Чего я никак не ожидала, это увидеть здесь Мириам. До меня дошли слухи, что ее до смерти закидали камнями в Иерусалиме. В течение многих лет я молилась Исиде за упокой её души, как и душ многих других людей, коих я потеряла. Какая радость узнать, что моя старая подруга жива и здорова!
Конечно, она изменилась — ее великолепные волосы посеребрила седина. Многие идут к ней и называют ее Магдалиной. Она встречается с ними в обветшалом храме какой-то забытой богини и рассказывает об Иисусе. Даже Пилат иногда ходит на эти встречи. Как ни странно, он находит там утешение. И, что еще более странно, прихожане его приняли и простили.
Встреча с Мириам в Галлии наполнила радостью последние годы жизни там. Несмотря на постигшее ее горе, Мириам не утратила обаяния. Она часто рассказывает разные истории, в основном о воскресении Иисуса. По ее словам, она во второй раз вернулась к открытой гробнице Иисуса, на сей раз одна. Странный человек ожидал ее там — то ли садовник, то ли ангел. Мириам не может точно сказать. Она предполагает, что это был сам Иисус. Только он не бросился к ней и не обнял ее, а сказал, чтобы она не приближалась к нему. Мне трудно поверить в это, а еще труднее понять. Но все же: «Что есть истина?», как любил вопрошать Пилат. Мириам уверена, что Иисус жив, что он ждет ее в Царстве небесном. Где оно, я не знаю. И Мириам, хотя она уверена в существовании его, смутно представляет его местонахождение.
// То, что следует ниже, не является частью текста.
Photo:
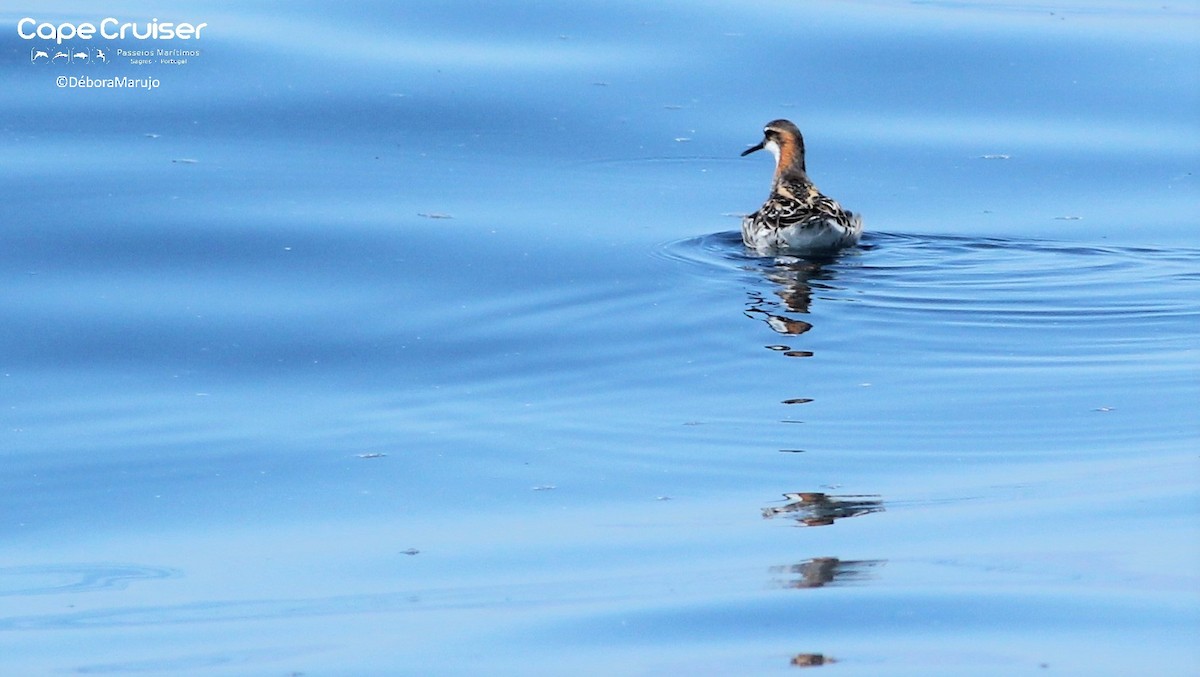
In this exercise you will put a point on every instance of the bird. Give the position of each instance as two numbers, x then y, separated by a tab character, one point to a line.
796	217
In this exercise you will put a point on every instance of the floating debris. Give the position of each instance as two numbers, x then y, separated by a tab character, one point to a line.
811	660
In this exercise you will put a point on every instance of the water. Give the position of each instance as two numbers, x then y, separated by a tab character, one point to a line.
418	340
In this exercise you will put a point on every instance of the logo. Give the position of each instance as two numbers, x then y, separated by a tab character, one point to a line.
109	28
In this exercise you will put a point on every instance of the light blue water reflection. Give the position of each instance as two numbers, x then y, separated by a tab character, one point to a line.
415	339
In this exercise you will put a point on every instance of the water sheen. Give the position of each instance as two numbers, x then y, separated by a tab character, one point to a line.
418	339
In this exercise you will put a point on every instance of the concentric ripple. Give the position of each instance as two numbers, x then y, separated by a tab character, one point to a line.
1133	297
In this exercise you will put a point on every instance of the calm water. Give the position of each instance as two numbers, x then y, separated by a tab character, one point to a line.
417	339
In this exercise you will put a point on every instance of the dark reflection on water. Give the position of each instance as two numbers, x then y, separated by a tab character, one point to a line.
817	509
811	660
821	571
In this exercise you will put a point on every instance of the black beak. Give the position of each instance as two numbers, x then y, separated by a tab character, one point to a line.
754	148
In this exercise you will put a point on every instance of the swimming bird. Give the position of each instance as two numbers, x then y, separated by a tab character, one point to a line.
796	216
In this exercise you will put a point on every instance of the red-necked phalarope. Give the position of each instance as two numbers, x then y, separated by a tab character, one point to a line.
796	217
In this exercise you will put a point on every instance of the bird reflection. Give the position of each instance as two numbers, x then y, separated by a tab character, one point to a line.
811	659
795	279
821	571
816	509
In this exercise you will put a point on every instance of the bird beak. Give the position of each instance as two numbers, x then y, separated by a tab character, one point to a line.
753	148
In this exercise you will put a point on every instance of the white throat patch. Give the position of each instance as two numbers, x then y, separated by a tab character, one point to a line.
773	148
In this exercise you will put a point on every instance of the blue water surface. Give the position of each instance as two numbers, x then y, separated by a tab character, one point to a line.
418	339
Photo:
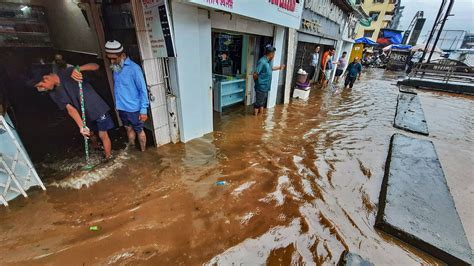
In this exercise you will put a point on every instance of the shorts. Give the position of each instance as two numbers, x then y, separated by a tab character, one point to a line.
350	81
103	123
260	98
131	119
327	74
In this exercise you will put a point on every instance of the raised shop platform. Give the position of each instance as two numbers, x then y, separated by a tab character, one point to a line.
416	205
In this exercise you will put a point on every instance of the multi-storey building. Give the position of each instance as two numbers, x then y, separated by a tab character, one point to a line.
382	13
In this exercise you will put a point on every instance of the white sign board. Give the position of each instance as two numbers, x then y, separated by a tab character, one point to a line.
159	27
285	13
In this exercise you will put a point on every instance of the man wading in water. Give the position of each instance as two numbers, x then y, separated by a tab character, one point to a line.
64	91
131	94
263	78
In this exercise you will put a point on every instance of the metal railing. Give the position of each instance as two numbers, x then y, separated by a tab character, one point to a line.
443	71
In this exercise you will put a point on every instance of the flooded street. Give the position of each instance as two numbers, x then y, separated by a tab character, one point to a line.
302	185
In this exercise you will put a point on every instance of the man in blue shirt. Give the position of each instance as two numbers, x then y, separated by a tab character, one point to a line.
354	70
263	78
131	94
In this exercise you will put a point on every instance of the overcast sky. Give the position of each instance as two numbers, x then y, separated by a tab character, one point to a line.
463	18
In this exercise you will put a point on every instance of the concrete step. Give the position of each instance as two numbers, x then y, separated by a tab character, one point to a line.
416	205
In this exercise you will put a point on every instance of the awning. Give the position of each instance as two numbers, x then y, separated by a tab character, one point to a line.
366	41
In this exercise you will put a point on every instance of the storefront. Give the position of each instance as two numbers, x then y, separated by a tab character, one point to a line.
325	24
204	31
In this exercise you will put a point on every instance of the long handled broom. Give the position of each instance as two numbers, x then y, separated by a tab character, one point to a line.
88	165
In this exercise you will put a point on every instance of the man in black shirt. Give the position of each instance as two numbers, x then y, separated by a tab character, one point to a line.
64	91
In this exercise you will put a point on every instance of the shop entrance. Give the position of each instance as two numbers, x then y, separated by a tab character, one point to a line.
303	58
234	58
37	32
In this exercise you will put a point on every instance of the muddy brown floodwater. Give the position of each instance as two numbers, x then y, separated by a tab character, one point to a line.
302	186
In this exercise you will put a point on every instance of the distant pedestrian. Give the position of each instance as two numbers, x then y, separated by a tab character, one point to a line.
327	66
263	78
314	69
341	66
131	94
354	70
414	59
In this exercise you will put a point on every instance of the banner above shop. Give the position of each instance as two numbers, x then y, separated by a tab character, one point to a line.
159	27
285	13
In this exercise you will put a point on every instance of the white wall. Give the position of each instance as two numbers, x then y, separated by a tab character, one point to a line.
191	70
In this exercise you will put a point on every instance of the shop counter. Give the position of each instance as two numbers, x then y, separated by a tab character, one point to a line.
228	92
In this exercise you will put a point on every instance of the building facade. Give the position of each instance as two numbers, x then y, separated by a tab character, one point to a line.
327	24
382	13
204	30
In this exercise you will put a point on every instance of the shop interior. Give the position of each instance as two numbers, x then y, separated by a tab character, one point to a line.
235	56
35	32
303	58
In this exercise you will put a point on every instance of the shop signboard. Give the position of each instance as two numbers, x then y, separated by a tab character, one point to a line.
159	27
316	24
285	13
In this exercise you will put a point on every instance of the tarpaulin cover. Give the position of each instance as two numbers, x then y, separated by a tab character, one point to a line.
397	46
395	37
366	41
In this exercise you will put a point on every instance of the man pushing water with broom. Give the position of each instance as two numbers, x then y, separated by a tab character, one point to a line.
88	110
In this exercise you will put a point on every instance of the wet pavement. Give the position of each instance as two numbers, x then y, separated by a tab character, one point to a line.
302	185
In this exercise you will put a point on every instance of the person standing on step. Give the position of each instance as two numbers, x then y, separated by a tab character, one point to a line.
313	71
341	66
63	88
131	94
327	66
354	70
263	78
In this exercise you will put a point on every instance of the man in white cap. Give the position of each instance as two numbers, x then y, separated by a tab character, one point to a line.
131	94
Странно представить себе, что Пилат, Мириам и я оказались связанными вместе и доживаем свои годы в изгнании в этом далеком уголке земли. Пилат сдал в последнее время, наше состояние иссякает. Мы никогда не вернемся в Рим. И зачем это нужно? Политические неурядицы еще больше усугубились, хотя Ливия и Тиберий умерли. Мой давнишний враг, Калигула, некоторое время правил как кесарь, то есть мое предвидение оправдалось. Впрочем, и Калигулы уже нет в живых. Сейчас его место занял Нерон, еще больший тиран, если таковым можно быть.
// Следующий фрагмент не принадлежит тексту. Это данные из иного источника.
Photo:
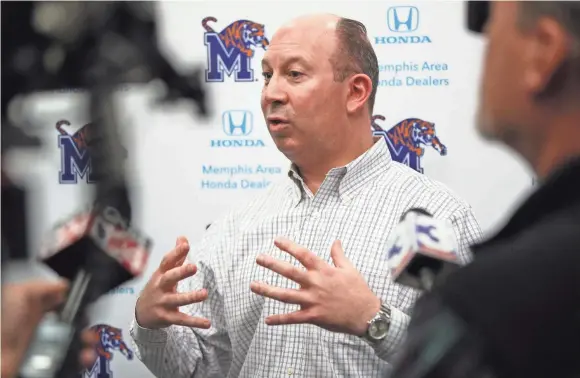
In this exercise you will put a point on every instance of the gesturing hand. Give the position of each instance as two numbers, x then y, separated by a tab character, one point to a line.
158	305
336	298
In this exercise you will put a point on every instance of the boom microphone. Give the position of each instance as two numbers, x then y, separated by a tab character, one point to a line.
421	250
96	250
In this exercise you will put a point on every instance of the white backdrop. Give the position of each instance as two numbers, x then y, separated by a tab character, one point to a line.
187	172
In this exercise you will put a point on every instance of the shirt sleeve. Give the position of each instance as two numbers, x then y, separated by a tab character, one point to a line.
184	352
468	232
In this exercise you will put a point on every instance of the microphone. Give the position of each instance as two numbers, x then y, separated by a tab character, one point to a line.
510	313
96	250
421	250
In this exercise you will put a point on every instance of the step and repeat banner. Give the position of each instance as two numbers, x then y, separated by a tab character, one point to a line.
186	171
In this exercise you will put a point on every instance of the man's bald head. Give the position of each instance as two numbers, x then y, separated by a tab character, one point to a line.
352	51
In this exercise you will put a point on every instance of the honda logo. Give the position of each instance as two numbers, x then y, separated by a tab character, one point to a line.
237	122
403	19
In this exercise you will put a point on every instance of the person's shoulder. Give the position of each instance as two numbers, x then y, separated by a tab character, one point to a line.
256	206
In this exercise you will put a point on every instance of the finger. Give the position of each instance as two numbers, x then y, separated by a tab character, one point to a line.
177	254
181	240
296	317
285	269
184	299
338	257
306	258
170	278
185	320
88	358
291	296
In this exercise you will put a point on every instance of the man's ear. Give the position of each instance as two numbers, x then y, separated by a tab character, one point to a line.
545	54
360	88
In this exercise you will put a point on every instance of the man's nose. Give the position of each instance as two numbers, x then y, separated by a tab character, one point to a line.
275	91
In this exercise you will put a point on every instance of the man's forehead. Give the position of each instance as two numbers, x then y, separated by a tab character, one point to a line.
302	40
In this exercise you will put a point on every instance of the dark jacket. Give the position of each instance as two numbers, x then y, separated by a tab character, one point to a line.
521	294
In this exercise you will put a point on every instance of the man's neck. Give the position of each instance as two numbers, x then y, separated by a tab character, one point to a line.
314	174
560	144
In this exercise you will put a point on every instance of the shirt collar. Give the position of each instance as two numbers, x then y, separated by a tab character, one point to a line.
560	190
352	176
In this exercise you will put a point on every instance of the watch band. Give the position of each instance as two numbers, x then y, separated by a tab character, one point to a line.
383	315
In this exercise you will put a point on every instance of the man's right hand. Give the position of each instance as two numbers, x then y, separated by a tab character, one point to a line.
158	305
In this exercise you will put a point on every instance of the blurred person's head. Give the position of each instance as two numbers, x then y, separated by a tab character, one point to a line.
320	81
531	85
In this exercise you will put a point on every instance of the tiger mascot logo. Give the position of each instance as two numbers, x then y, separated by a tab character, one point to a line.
230	52
406	140
241	35
79	137
110	340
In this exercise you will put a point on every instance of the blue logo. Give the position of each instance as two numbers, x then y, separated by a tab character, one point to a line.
407	138
110	341
403	19
231	51
76	162
237	125
75	158
404	22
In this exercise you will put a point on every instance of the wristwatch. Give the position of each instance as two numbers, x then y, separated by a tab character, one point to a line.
378	327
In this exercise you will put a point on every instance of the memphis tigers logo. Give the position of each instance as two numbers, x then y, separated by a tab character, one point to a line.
74	143
406	140
110	342
231	51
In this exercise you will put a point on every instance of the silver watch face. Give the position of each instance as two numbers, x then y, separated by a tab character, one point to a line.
379	328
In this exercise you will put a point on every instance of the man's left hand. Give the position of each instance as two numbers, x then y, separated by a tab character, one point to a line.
336	298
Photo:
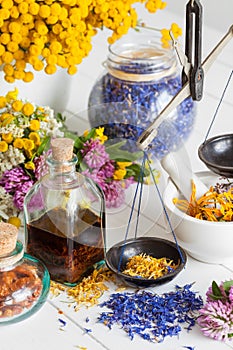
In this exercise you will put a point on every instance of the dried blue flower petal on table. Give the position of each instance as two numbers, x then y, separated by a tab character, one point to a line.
63	323
152	316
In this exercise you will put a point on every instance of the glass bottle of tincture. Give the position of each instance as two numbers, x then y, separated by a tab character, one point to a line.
65	217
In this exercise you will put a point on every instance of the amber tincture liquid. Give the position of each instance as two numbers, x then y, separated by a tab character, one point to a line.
67	253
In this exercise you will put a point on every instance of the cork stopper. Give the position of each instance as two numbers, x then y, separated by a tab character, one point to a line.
62	149
8	238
Нерон начал подвергать гонениям последователей Иисуса — христиан, как они себя называют. Я едва ли понимаю смысл этого культа. Отец, приносящий в жертву своего сына. Царь, умирающий смертью преступника. Последователи Петра. Последователи Павла. Между ними возникают шумные стычки. Они спорят по поводу невразумительных догм. Единственно, в чем они согласны, — это в том, что скоро наступит конец света. И тогда вернется Иисус, чтобы вознаградить верующих и покарать неверующих вечным проклятием. Последнее утверждение никак не вяжется с образом Иисуса, какой я сохранила в своей памяти. Тем не менее в ожидании Царства небесного последователи Иисуса раздают все, что у них есть. Упорный труд, стремление к лучшей доле, свойственные римскому духу, не имеют для них существенного значения. Этот мир для них лишен ценностей. В нем нет места для Pax Romana.
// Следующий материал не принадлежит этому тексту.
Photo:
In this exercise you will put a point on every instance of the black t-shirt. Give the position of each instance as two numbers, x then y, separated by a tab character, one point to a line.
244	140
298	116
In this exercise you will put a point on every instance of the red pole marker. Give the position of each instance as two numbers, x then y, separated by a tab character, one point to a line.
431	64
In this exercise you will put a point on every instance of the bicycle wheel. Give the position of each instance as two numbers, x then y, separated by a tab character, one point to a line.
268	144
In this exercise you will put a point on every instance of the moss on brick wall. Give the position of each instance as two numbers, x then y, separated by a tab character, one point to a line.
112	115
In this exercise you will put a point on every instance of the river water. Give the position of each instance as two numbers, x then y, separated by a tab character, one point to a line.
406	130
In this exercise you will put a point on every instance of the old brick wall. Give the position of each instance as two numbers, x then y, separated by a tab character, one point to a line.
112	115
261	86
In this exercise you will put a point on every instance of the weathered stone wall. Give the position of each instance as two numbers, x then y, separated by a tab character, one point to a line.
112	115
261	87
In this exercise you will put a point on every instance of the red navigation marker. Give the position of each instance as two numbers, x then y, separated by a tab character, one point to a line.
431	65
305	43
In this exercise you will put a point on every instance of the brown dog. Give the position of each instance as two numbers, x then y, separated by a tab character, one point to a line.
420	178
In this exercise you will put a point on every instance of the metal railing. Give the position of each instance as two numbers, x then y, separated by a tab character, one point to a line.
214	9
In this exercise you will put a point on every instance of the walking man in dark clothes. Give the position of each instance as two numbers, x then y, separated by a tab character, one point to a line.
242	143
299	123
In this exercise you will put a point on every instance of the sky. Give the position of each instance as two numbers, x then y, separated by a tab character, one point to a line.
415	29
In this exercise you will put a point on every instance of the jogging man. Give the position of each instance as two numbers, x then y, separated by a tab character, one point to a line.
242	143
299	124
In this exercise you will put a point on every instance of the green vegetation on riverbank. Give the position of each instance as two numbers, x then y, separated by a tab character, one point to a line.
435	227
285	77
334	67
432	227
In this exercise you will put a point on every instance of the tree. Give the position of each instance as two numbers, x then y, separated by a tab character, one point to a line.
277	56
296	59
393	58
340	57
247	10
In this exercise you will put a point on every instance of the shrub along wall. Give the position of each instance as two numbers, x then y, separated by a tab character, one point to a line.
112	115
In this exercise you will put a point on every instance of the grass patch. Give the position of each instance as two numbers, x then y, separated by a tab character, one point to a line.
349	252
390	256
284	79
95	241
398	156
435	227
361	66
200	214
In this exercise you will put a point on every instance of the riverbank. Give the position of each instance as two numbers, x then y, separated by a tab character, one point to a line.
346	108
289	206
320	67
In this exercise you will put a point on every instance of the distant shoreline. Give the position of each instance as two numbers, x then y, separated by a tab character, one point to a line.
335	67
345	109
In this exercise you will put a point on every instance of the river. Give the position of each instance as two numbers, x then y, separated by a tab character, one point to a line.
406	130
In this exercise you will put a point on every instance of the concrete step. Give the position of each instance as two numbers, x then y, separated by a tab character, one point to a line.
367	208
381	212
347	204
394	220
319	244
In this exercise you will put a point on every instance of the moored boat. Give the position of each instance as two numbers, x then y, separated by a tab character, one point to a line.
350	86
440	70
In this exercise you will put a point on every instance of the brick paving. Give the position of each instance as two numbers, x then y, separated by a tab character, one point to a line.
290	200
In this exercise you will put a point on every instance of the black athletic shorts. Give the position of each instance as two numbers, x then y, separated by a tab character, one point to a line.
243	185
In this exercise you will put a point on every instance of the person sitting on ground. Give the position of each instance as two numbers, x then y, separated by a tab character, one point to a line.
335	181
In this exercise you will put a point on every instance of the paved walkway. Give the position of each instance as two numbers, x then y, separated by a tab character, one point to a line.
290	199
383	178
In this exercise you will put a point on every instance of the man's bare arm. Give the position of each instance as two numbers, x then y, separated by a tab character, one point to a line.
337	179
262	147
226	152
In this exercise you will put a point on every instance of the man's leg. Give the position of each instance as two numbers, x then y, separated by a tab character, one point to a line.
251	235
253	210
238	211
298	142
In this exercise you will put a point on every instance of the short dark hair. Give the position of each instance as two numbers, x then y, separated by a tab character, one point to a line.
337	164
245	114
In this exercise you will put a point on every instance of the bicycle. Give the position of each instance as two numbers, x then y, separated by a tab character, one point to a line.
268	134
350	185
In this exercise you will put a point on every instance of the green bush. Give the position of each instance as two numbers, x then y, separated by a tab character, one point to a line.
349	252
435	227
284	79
Легко понять, как Нерону удалось сделать из них козлов отпущения. Но его жестокости... Христиан подвергают распятию, их живьем сжигают на кострах, их бросают на растерзание львам. Я боюсь за Рахиль, принявшую христианство и живущую в Риме в семье Марцеллы. Но меня удивляет, почему она и многие ей подобные, чтобы избежать ужасной смерти, не могут заверить Нерона в своей преданности и тайно предаваться своей вере. Все-таки у меня есть предчувствие, что мир не забудет упрямой смелости христиан. В моем представлении они олицетворяют собой истинный союз Яхве и Исиды — мужества и убеждения, а также милосердия и любви к ближнему. И я молюсь, чтобы этот священный союз не был предан забвению в будущем.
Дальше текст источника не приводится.